This book focuses on sports coaching and sports teaching and how touching young sports participants has been redefined as dubious and dangerous. Coaches are constrained by a framework of regulations and guidelines which create anxiety, and many coaches now question the risks and benefits of their continuing involvement. The book includes some data from a recently completed ESRC project: (‘Hands-off’ sports coaching: the politics of touch) and builds on previous ESRC research (Touchlines – the problematic of touching between children and professionals) which illuminated tensions in touching behaviours between professionals and children in education and care settings. It considers the negative effects of particular understandings of risk and moral panic around touching and related behaviours where adults, children and young people interact, and makes a significant contribution to critical discussions around related practice, pedagogy, politics, and policy. While focussed on sports coaching and teaching, it is germane to the situation of all those acting in loco parentis.
This book was originally published as a special issue of Sport Education and Society.
Table of Contents
1. Hands off! The practice and politics of touch in physical education and sports coaching Heather Piper, Dean Garratt and Bill Taylor 2. Child abuse, child protection, and defensive ‘touch’ in PE teaching and sports coaching Heather Piper, Dean Garratt and Bill Taylor 3. The Australian situation: not so touchy? Catherine Scott 4. ‘Safeguarding’ sports coaching: Foucault, genealogy and critique Dean Garratt, Heather Piper and Bill Taylor 5. Contesting contained bodily coaching experiences Richard Johnson 6. Coaching, caring and the politics of touch: a visual exploration Robyn L. Jones, Jake Bailey and Sofia Santos 7. Handling pressures: analysing touch in American films about youth sport Nicholas Chare 8. Coach-athlete sexual relationships: if no means no does yes mean yes? Susanne Johansson 9. Touching practice and physical education: deconstruction of a contemporary moral panic Simon Fletcher
Dr Heather Piper is a Professorial Research Fellow at Manchester Metropolitan University, UK. She has co-authored and edited a number of special issues and books (including Don’t Touch! the educational story of a panic and Researching Sex and Lies in the Classroom: Allegations of Sexual Misconduct in Schools (both published by Routledge) and has published widely elsewhere.
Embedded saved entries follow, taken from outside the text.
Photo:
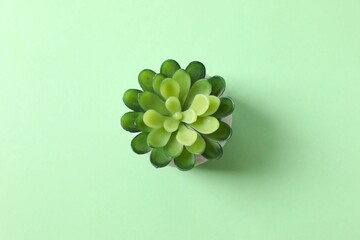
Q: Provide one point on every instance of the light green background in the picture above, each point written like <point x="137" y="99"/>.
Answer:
<point x="291" y="170"/>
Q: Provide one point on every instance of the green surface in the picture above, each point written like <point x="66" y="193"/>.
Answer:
<point x="290" y="171"/>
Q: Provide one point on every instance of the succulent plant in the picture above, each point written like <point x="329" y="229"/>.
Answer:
<point x="178" y="114"/>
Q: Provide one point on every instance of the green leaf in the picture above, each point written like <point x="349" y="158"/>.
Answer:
<point x="158" y="78"/>
<point x="200" y="104"/>
<point x="200" y="87"/>
<point x="198" y="147"/>
<point x="171" y="125"/>
<point x="189" y="116"/>
<point x="130" y="99"/>
<point x="183" y="78"/>
<point x="128" y="121"/>
<point x="158" y="138"/>
<point x="218" y="85"/>
<point x="185" y="161"/>
<point x="169" y="88"/>
<point x="146" y="79"/>
<point x="141" y="125"/>
<point x="153" y="119"/>
<point x="196" y="71"/>
<point x="139" y="144"/>
<point x="226" y="107"/>
<point x="213" y="106"/>
<point x="169" y="67"/>
<point x="223" y="133"/>
<point x="185" y="135"/>
<point x="206" y="125"/>
<point x="173" y="105"/>
<point x="159" y="158"/>
<point x="173" y="148"/>
<point x="149" y="100"/>
<point x="213" y="150"/>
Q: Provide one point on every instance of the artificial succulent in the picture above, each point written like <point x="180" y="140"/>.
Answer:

Her ‘voice’ in research practice and academic writing is typified by a contrarian approach, a broad based and eclectic intellectual territory in sociology, philosophy, social policy, and a sensitivity to inter-professional practice informed both by practical experience and her concern with social justice.
Dr Dean Garratt is Professor in Education at the University of Chester, UK. His interests span a wide range of issues informed by a critical perspective and commitment to social justice. A key focus is on issues around citizenship education and implications for social and education policy. His current interest lies in emerging notions of professionalism, including that of sports coaching, and the formation of identities among learners and academics in Higher Education. This substantive focus is coupled with a long-standing interest in research methodologies and their underpinning philosophies.
Dr Bill Taylor is Head of postgraduate taught provision in the Department of Exercise and Sport Science at Manchester Metropolitan University, UK. His doctoral research centred on the shifting landscape of professionalism in sports coaching and he has published in the area. More recently he was the main researcher for the ESRC project referred to throughout in the book.